Most red tanks have an autoloader, their reload time stays constant regardless of panic. This can be implemented as a salvo of say 40 shots, with 6-7 seconds between shots within the salvo.

The Nana-Yon series tanks fire four shots very quickly, then have a lengthy reload. The armory, as always, misses such intricacies in its rate of fire summary. This can be implemented as a salvo of 4, with say 2 seconds between shots in the salvo, and then a 15-second reload between salvos (I have not actually looked for the exact reload numbers).

-Ripple fire: The longbow shoots two missiles quickly at each target – this is a salvo of two, with 1 second between each shot. Then a longer reload between the bursts.

-Infantry small arms and autocannons: This is where it gets ugly. The armory rate of fire is completely borked, because each “shot” actually expends more than one unit of ammo. This is somewhat obvious – if you actually got 400 damage rolls a minute, even with 0.5 HE that would kill a 10hp unit in three seconds..

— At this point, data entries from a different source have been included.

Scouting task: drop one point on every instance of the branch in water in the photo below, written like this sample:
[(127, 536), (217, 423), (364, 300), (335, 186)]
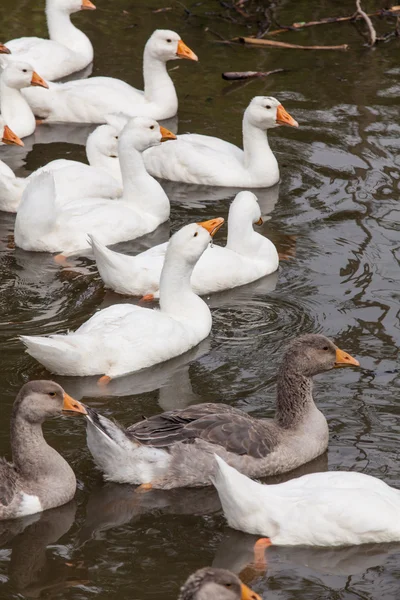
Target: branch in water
[(232, 75), (258, 42), (368, 22)]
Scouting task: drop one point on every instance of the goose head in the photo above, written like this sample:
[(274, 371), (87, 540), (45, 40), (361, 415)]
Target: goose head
[(191, 240), (314, 353), (218, 584), (40, 400), (7, 136), (69, 6), (167, 45), (245, 208), (18, 75), (266, 112), (144, 132)]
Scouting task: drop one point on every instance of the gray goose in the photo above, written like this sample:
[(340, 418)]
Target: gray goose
[(38, 478), (217, 584), (176, 448)]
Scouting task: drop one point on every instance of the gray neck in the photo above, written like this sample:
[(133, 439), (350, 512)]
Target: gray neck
[(31, 454), (158, 85), (294, 396), (62, 30), (139, 187)]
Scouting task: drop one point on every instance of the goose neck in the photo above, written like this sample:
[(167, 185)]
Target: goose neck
[(158, 85), (62, 30), (294, 396), (176, 295), (257, 152), (31, 454), (15, 110)]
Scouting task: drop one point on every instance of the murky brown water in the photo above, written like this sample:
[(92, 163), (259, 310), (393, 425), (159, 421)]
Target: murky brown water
[(337, 208)]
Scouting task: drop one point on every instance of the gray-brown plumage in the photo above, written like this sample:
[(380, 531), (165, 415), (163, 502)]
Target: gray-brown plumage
[(215, 584), (39, 477), (180, 443)]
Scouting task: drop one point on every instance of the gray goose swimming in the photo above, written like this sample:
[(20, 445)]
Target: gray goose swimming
[(176, 448), (215, 584), (38, 478)]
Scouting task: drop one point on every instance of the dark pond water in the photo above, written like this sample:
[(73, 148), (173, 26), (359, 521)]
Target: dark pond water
[(336, 210)]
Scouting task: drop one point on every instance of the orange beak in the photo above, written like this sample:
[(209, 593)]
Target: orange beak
[(71, 405), (343, 359), (212, 225), (247, 593), (184, 51), (87, 5), (166, 134), (37, 80), (283, 117), (10, 138)]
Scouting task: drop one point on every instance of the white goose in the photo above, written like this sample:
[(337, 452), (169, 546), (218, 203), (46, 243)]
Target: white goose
[(90, 100), (336, 508), (14, 109), (206, 160), (68, 49), (101, 178), (246, 257), (43, 225), (125, 338)]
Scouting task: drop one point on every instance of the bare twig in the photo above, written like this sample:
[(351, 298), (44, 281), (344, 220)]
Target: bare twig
[(368, 22), (233, 75), (265, 43), (327, 21)]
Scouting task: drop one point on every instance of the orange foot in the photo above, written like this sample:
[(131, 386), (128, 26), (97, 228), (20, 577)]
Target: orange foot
[(103, 381), (259, 552), (145, 487)]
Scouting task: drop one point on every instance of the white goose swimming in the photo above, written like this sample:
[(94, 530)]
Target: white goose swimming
[(14, 109), (43, 225), (246, 257), (337, 508), (90, 100), (101, 178), (68, 49), (125, 338), (207, 160)]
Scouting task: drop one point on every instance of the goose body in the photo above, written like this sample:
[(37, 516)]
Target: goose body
[(321, 509), (207, 160), (68, 50), (38, 478), (246, 257), (176, 448), (45, 225), (124, 338), (73, 179), (14, 109), (91, 100)]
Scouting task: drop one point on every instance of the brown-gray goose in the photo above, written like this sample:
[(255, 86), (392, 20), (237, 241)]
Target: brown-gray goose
[(176, 448), (38, 478), (218, 584)]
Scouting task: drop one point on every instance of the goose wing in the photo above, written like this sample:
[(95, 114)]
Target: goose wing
[(217, 424)]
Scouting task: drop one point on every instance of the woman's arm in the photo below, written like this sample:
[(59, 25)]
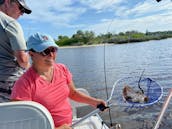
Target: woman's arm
[(65, 126)]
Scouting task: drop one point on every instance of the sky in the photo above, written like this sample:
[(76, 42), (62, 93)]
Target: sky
[(65, 17)]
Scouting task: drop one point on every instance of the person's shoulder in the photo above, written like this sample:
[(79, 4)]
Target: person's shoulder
[(28, 75)]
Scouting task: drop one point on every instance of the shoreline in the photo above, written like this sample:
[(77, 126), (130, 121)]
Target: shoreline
[(104, 44)]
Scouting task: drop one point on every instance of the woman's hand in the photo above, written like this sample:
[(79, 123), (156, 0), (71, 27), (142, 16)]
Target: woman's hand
[(65, 126)]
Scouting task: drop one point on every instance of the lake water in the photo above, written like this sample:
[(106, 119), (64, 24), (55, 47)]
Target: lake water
[(90, 67)]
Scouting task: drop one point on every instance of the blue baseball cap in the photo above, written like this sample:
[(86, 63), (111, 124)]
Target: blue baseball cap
[(39, 42)]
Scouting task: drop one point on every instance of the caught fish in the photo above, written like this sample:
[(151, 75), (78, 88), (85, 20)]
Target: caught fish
[(134, 96)]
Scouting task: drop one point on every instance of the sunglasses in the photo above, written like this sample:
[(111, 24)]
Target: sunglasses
[(20, 6), (46, 51), (21, 9)]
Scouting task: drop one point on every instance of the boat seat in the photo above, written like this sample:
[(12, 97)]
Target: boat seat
[(24, 115), (76, 105)]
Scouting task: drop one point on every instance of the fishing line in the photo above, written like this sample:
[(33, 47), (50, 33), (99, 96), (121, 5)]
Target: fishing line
[(105, 76), (139, 82)]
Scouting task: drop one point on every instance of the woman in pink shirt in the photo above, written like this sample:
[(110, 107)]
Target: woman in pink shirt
[(49, 83)]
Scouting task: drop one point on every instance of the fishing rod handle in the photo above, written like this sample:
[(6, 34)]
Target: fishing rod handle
[(86, 116)]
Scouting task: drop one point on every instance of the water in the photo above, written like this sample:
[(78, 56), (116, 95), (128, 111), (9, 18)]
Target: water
[(91, 65)]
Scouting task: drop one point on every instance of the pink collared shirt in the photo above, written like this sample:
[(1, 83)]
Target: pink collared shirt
[(54, 95)]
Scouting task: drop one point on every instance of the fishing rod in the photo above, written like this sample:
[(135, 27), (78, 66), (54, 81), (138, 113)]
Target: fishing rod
[(100, 107), (139, 82)]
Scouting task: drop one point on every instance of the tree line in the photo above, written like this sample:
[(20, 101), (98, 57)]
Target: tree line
[(89, 38)]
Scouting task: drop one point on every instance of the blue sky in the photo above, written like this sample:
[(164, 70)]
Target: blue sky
[(65, 17)]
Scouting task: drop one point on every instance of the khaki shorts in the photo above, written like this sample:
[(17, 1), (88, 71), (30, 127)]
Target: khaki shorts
[(5, 91)]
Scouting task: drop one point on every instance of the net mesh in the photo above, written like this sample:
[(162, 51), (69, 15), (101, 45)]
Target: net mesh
[(151, 89)]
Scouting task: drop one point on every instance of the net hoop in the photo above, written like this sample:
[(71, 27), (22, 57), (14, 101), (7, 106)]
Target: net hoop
[(150, 87)]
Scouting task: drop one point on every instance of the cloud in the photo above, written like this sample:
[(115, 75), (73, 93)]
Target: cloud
[(108, 15)]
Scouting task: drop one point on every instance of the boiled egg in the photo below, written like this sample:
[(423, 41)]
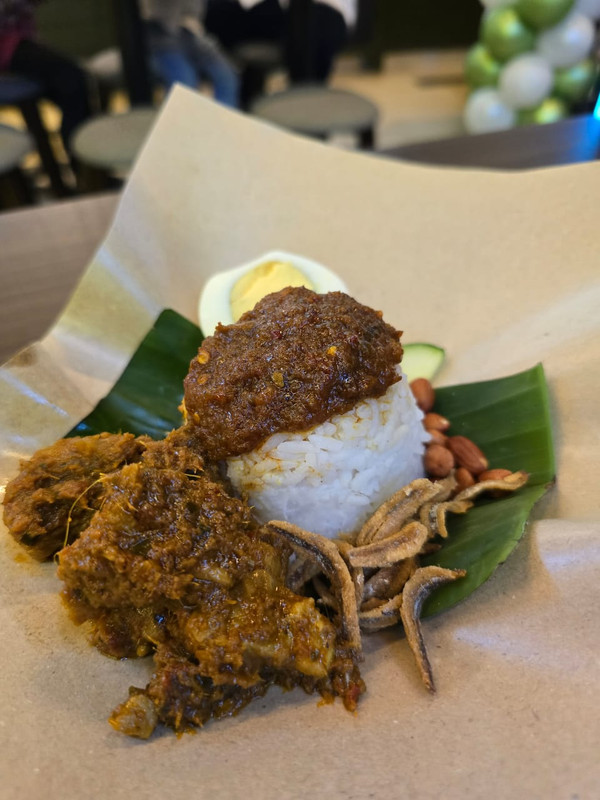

The way to get the actual fire rate of an autocannon or small arms unit is to go ingame and write down how much ammo a single shot expends, then divide the listed fire rate by that (preferably, shoot multiple, there is often a fractional part). For example, if the RPK gets depleted by 12.5 ammo in one cycle, that means its rate of fire is 381/12.5 = 30 per minute.

Again, the salvo length is not listed in the armory. In the case of infantry, which is guaranteed to take lots of morale damage, this is huge. The MG3 has a salvo of whooping 16 shots, with 2 seconds between each shot, and 6-8 seconds between salvos. This means that 3/4 of the fire rate is invested in the salvo, and not affected by morale damage – a panicked squad will spend the same 32 seconds firing a salvo as a calm one, and only lose an extra 10 seconds or so reloading for the next one. By contrast, most MGs have salvos of 2-8 shots, making them far more susceptible to morale. Which MG has what salvo pattern is something you learn by testing or looking up in spreadsheets, sadly not from the armory.